MOSCOW, September 10 (RIA Novosti) – The US Senate report on its investigation of interrogation techniques used during the George W. Bush administration’s war on terror, which is currently pending release, draws questionable conclusions, former Bush attorney general Michael Mukasey told RIA Novosti Wednesday.

“I find it interesting that they didn’t talk to anybody who was involved in the program. They didn’t talk to me, they didn’t talk to any former director of the CIA, they didn’t talk to any operator inside the CIA,” Mukasey said.

The people accused of masterminding the September 11, 2001 terrorist attacks were not subject to torture, Mukasey stressed.

“Characterizing it as torture is in direct conflict with the law. As the memos drafted at OLC [the US President’s Office of Legal Counsel] prove, it’s not torture…we got a lot of valuable intelligence by not torturing them, but by subjecting them to intensive interrogation – intelligence without which a lot of us wouldn’t be alive today,” Mukasey said.

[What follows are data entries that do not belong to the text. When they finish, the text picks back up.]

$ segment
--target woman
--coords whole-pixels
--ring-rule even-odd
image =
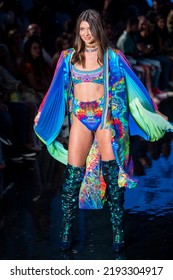
[[[20,75],[23,82],[33,88],[37,97],[44,96],[53,76],[52,69],[43,57],[42,43],[39,37],[32,36],[24,45],[24,57],[20,63]]]
[[[65,101],[67,107],[65,108]],[[68,154],[57,142],[69,112]],[[111,49],[100,15],[79,15],[74,48],[61,53],[51,86],[35,117],[35,132],[57,160],[67,164],[62,190],[60,248],[72,244],[78,208],[111,210],[113,250],[124,247],[124,187],[133,188],[129,136],[155,141],[173,126],[155,108],[123,54]],[[68,159],[67,159],[68,157]]]

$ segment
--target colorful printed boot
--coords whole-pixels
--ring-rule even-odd
[[[60,249],[67,250],[72,243],[72,225],[78,209],[79,189],[85,174],[85,167],[67,164],[62,189],[62,230]]]
[[[118,187],[118,166],[116,160],[102,161],[103,178],[107,184],[106,193],[111,212],[113,250],[124,248],[124,188]]]

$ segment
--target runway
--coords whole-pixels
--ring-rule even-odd
[[[173,145],[168,158],[152,160],[136,189],[125,192],[126,247],[112,252],[107,205],[79,210],[72,249],[58,249],[64,166],[46,149],[33,161],[9,162],[1,183],[1,260],[172,260]],[[38,195],[41,192],[41,197]]]

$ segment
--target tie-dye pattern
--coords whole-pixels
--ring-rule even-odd
[[[119,70],[116,71],[115,68],[114,75],[111,75],[111,65],[109,75],[109,110],[111,111],[113,120],[113,139],[116,139],[119,147],[115,157],[118,157],[118,161],[123,169],[132,175],[133,163],[129,155],[130,141],[125,79],[123,77],[123,72]],[[124,186],[127,185],[124,184]],[[102,177],[101,158],[97,139],[95,139],[87,158],[87,168],[80,191],[79,207],[85,209],[102,208],[105,201],[105,191],[106,186]]]
[[[91,102],[82,102],[74,98],[73,114],[89,130],[96,131],[101,123],[104,97]]]

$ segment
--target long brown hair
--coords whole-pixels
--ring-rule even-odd
[[[79,32],[80,32],[80,24],[82,21],[86,21],[89,26],[91,33],[93,37],[96,39],[99,47],[98,51],[98,63],[103,63],[103,55],[106,49],[109,47],[108,39],[105,35],[104,29],[103,29],[103,23],[101,21],[101,17],[98,11],[93,9],[88,9],[83,11],[76,23],[76,37],[74,41],[74,55],[72,57],[71,63],[79,63],[83,67],[85,67],[85,55],[84,55],[84,49],[85,49],[85,43],[81,39]]]

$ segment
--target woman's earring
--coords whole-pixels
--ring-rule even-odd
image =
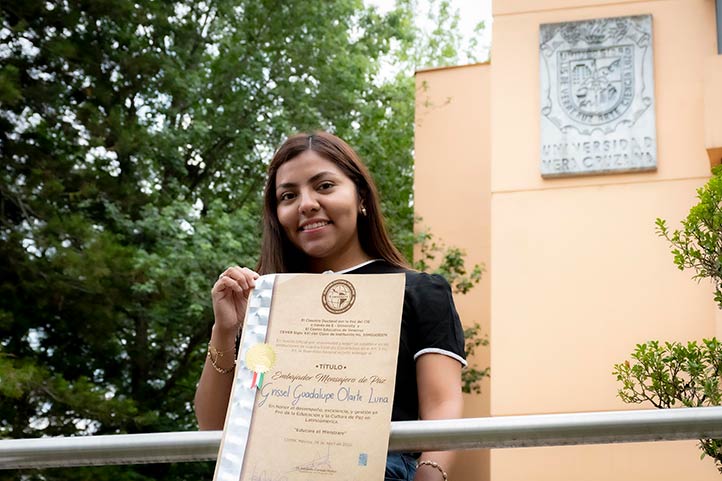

On Wednesday, Senator Dianne Feinstein, chairman of the US Senate Intelligence Committee, announced that the long-awaited report on the use of harsh interrogation techniques by the US Central Intelligence Agency (CIA) during the Bush war on terror will not be released this week.

The report is expected to present a summary of a 3,600-page document, based on a review of several million classified CIA documents.

On April 3, the Senate Intelligence Committee voted to declassify the executive summary and the conclusions of its report, which describes the CIA's Detention and Interrogation Program between September 2001 and January 2009.

Some members of the committee hoped to release the summary of the report before the US Congress left for its August recess, but the expected release date was postponed till September.